Vineyard Notes: Oakley Road Zinfandel is planted on the same sandy slopes as the Oakley Road Mataro. These vines, planted around 1900, are on their own roots. They are truly bush vines coming out of the sand with multiple arms like hydra. Unlike most other California Zinfandel vineyards, the fruit is carried relatively low to the ground. The proximity to the ground acts as shelter from the wind, which can be moderately intense in the afternoon in Oakley. A good amount of light and heat is reflected back on the grapes from the sandy soils. The vineyard has about 10% Carignan and Mataro interplanted with the Zinfandel. The sandy soils and the own-rooted vines tend to produce unique, suave, and textural characteristics in the wine. The wine has bright, ripe flavors, and is very spicy with fresh acidity and smooth, fine tannins.
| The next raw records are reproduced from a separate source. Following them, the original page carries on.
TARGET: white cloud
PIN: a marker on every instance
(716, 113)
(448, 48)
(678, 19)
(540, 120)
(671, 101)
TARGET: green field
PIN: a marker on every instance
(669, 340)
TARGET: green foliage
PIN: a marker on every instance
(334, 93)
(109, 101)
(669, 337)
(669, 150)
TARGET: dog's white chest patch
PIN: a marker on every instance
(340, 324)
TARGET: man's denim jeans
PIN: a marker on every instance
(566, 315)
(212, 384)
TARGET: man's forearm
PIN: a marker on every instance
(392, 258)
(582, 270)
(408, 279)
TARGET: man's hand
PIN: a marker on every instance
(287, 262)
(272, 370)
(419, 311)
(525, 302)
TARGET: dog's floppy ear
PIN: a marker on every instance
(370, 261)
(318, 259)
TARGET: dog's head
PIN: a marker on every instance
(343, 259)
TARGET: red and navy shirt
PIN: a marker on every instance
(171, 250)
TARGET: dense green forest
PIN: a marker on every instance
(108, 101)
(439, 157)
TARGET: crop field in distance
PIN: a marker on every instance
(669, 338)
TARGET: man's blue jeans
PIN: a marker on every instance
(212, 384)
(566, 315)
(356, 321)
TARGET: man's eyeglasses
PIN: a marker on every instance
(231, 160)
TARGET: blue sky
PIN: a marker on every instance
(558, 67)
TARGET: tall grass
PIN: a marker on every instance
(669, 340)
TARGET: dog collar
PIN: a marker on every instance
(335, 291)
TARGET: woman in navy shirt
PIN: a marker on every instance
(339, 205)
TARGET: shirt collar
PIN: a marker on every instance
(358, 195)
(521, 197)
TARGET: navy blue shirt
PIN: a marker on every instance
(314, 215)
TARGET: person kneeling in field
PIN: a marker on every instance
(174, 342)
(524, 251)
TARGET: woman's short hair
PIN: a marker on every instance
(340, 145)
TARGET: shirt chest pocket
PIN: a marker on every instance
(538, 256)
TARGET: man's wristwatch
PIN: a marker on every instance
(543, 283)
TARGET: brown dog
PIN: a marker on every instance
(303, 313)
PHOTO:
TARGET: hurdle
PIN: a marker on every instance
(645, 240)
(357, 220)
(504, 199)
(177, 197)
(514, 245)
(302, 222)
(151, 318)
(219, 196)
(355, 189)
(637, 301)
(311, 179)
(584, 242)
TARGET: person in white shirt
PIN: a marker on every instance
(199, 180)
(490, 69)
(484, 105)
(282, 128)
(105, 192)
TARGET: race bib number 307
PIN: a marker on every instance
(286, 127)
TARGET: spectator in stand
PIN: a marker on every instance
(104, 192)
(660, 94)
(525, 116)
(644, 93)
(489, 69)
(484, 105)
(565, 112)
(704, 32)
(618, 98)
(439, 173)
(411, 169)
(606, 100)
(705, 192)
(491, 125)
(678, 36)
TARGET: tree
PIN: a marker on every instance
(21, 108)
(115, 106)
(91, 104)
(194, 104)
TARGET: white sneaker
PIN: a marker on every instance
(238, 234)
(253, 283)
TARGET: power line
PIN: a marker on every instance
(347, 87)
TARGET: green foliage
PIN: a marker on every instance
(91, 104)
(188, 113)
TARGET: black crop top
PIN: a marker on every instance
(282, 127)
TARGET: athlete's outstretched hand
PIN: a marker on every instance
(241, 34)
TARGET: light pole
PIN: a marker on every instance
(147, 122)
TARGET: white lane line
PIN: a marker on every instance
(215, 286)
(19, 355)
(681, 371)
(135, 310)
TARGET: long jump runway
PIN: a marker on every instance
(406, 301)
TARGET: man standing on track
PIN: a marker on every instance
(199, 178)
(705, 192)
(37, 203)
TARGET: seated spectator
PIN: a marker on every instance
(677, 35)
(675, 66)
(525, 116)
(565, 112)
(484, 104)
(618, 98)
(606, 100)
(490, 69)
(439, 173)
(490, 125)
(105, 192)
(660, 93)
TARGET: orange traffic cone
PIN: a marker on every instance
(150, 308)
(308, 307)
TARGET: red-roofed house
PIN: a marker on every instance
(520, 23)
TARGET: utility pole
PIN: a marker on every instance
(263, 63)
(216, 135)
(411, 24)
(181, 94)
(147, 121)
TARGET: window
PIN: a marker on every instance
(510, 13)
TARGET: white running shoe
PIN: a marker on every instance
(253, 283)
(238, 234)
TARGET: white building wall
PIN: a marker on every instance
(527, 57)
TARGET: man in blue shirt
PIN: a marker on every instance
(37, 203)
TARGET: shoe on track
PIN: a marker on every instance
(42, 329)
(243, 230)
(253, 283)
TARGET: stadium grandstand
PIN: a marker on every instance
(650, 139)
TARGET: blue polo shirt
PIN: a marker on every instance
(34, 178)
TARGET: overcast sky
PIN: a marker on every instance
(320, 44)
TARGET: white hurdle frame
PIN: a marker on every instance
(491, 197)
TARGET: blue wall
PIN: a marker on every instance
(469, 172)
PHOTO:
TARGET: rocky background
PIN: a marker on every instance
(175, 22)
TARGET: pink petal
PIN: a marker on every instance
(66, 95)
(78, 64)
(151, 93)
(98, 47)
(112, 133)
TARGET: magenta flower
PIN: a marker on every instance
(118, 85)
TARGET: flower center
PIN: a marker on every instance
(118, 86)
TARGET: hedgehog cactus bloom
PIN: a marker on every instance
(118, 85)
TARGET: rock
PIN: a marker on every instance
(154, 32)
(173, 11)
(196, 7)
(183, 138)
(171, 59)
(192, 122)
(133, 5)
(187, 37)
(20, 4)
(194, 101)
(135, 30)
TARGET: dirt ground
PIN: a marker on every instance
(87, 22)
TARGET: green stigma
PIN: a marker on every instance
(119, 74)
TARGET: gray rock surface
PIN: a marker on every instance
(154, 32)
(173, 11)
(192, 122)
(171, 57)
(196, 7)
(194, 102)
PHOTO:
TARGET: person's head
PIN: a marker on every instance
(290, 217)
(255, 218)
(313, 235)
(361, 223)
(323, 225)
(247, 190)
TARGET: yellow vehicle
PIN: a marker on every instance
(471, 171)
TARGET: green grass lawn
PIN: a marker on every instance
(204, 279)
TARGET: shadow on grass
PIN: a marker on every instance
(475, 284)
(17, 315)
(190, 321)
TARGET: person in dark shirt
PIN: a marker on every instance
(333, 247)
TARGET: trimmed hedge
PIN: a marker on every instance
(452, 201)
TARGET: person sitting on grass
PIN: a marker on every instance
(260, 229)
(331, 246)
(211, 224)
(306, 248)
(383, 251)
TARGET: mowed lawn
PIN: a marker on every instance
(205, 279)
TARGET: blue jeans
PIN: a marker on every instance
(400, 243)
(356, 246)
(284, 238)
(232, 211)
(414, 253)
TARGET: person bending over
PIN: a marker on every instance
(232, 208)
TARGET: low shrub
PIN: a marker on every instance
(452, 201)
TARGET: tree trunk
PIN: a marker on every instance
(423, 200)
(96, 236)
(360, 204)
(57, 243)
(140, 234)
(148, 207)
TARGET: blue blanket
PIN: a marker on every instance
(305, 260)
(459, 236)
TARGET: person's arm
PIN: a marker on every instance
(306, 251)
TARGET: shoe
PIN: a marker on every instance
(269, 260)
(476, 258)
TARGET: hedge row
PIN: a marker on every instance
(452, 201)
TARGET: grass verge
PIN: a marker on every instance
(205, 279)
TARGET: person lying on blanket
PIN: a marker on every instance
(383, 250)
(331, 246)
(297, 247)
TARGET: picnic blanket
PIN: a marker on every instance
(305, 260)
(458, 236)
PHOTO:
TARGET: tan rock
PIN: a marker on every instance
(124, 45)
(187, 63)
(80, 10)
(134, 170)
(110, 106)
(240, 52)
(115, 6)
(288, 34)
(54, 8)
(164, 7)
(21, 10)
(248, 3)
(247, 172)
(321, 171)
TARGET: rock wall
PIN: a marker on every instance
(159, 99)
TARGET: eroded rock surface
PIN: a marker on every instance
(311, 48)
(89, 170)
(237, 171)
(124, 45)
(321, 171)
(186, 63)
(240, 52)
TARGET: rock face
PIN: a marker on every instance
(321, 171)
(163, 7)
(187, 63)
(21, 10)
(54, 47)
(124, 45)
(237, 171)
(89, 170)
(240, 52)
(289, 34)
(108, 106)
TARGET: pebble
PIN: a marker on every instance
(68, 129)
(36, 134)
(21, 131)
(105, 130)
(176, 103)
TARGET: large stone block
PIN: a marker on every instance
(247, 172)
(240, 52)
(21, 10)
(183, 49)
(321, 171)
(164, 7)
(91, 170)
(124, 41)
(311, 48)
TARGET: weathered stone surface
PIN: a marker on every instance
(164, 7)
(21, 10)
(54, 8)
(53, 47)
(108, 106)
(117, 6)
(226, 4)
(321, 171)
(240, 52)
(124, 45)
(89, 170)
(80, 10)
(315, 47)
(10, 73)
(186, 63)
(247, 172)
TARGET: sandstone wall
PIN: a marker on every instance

These Oakley Road vines may not be around much longer. This part of Contra Costa is changing rapidly. It has been an industrial backwater for a long time. High tension electrical lines, a PG&E power plant, and motels that rent by the hour stand in contrast to an inordinate number of churches and an increasing reality of fast food restaurants that populate a disjointed human landscape. There is increasing urbanization as roads are widened and BART pushes east. Many of these vineyards are for sale with inflated land prices, having been designated as commercial land—the result being land costs that are more compatible with strip malls than farming. For now, the vines remain in the ground, producing viticultural treasure. And for now, Joel continues to make lovely wine.